Accepts Healthy Volunteers

Inclusion criteria

(i) Able to give informed consent for participation in the study. (ii) Male or Female, aged 16 years or above (adult cohort) and 5-15 years for paediatric patients attending the acute care paediatric pathway.

(iii) Capable (in the opinion of the EMBER clinical research investigator(s) of providing serial breath samples.

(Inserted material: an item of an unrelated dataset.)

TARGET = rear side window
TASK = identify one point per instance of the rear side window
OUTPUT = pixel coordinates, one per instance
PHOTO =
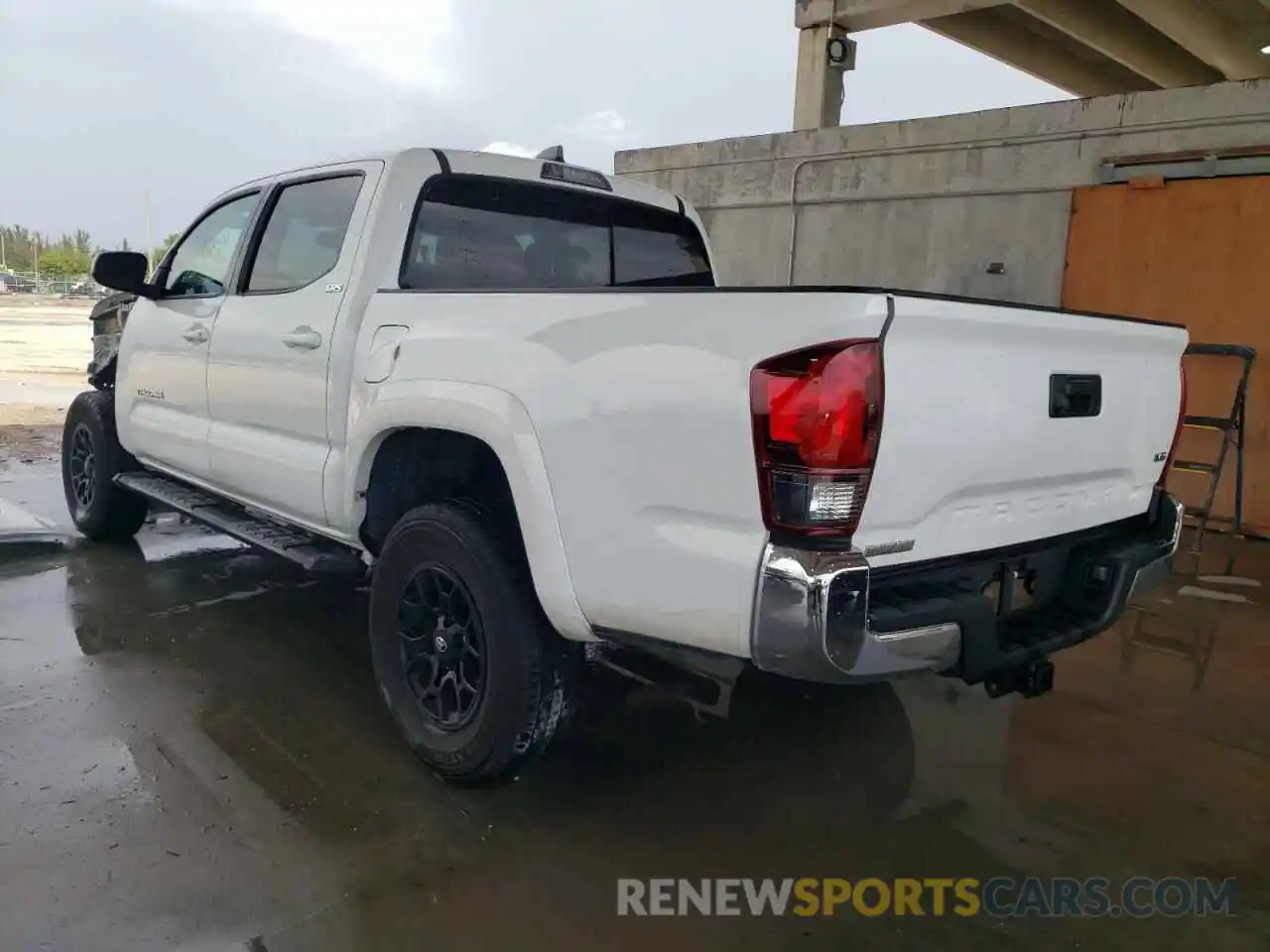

(iv) Diagnosed with acute breathlessness as one of the primary indicator reasons by the clinical acute care team. This is not a requirement for healthy subjects or matched controls.

(v) One of the indicator provisional diagnoses identified in section 7.1 following senior review by the clinical acute care team. This is not a requirement for healthy subjects or matched controls (vi) Able (in the Investigators opinion) and willing to comply with all study requirements.

(vii) Willing to allow his or her General Practitioner and consultant, if appropriate, to be notified of participation in the study.

(viii) Ability to understand English.

Exclusion criteria

(i) Female participants who are known to be pregnant, lactating or planning pregnancy during the course of the study.

(ii) Current participation in a clinical trial of an investigative medicinal product or within 3 months or 5.5 half-lives of the IMP whichever is longer.

(iii) Active or clinically suspected pulmonary tuberculosis (iv) In the opinion of the treating physician, breath sampling during the acute admission would be clinically unsafe or inappropriate due to the patient's condition or poor prognosis. Examples include malignancy or autoimmune disease with anticipated survival of under 1 year, and chronic renal replacement therapy.

(v) Unable or unwilling to give informed consent by visit 1b. (vi) Any other significant disease or disorder which, in the opinion of the Investigator, may either put the participants at risk because of participation in the study, or may influence the result of the study, or the participant's ability to participate in the study.